Ирина Понаровская: Ушла и Говорю

Ирина Понаровская: “Если бы стояла перед выбором: пойти в “Ты — суперстар” или продать последнее кольцо — я продала бы кольцо”

Женщина-эпатаж, женщина-скандал. Шик и шок — одновременно. Сегодня шикарной и шокирующей Ирине Понаровской исполняется 55 лет.

Почему-то считается: если не мелькает артист в телевизоре, то его и нет вовсе.

Но Понаровская есть, ее не может не быть. Нарисовалась — не сотрешь. Стильная, экстравагантная, провокационная. Та звезда, от блеска которой рябило в глазах…

Нет, она нисколько не померкла. Просто светит теперь лишь избранным. И тогда, когда сама того пожелает.

Эта звезда не часто появляется на орбите. Почти не дает интервью: не распространяется о перипетиях судьбы, о своей бурной личной жизни. Однако накануне 55-летия Ирина Понаровская позволила приблизиться к себе.
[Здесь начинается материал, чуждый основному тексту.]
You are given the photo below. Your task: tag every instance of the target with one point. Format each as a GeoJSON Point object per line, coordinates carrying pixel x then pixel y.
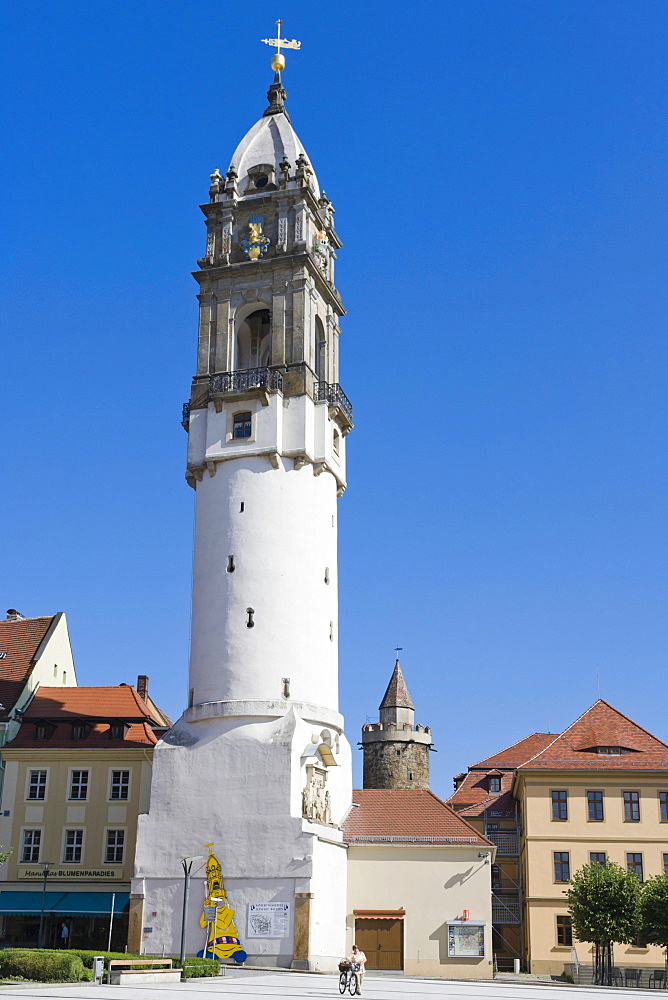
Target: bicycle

И обожгла своей откровенностью.

— Ирина, давненько вас не видно по телевизору, поэтому давайте сразу опровергнем возможные слухи…

— А я хочу задать вам встречный вопрос: а где, в какой программе мне сниматься?
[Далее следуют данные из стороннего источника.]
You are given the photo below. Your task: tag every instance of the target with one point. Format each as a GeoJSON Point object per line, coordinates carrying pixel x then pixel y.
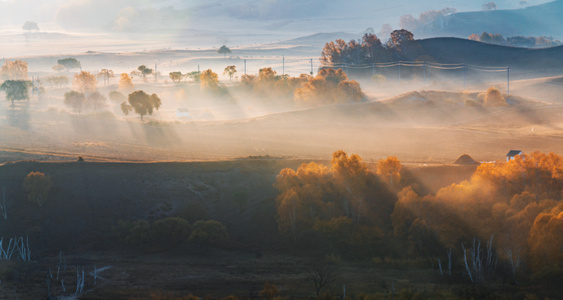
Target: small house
{"type": "Point", "coordinates": [182, 113]}
{"type": "Point", "coordinates": [512, 154]}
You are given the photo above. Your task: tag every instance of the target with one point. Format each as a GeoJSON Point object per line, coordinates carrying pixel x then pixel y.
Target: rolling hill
{"type": "Point", "coordinates": [455, 50]}
{"type": "Point", "coordinates": [540, 20]}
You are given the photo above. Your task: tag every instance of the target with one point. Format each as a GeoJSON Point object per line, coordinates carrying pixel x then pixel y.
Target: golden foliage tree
{"type": "Point", "coordinates": [14, 70]}
{"type": "Point", "coordinates": [84, 82]}
{"type": "Point", "coordinates": [38, 185]}
{"type": "Point", "coordinates": [209, 80]}
{"type": "Point", "coordinates": [517, 201]}
{"type": "Point", "coordinates": [546, 240]}
{"type": "Point", "coordinates": [329, 86]}
{"type": "Point", "coordinates": [125, 82]}
{"type": "Point", "coordinates": [315, 193]}
{"type": "Point", "coordinates": [269, 84]}
{"type": "Point", "coordinates": [231, 71]}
— Ну, “Две звезды”, к примеру, подойдут?

— Может быть. Хотя, честно вам скажу, я не большая поклонница перепева старых песен.

— Многочисленные сборные концерты, которые у нас разве что на “день граненого стакана” не устраивают?

— А вот тут скажу достаточно откровенно: у меня впечатление, что меня перекрыли просто...

— Кто же ваши враги?

— Понятия не имею. Наверное, есть недоброжелатели, люди, которым я не нравлюсь, — дело не в этом. Я никогда в жизни ни у кого ничего не просила. И просить не собираюсь. Я не считаю, что певице моего ранга, класса и уровня нужно делать себе какой-то промоушн. И потом, я же вижу, что на эстраде тесно. А я не привыкла жить в коммуналке.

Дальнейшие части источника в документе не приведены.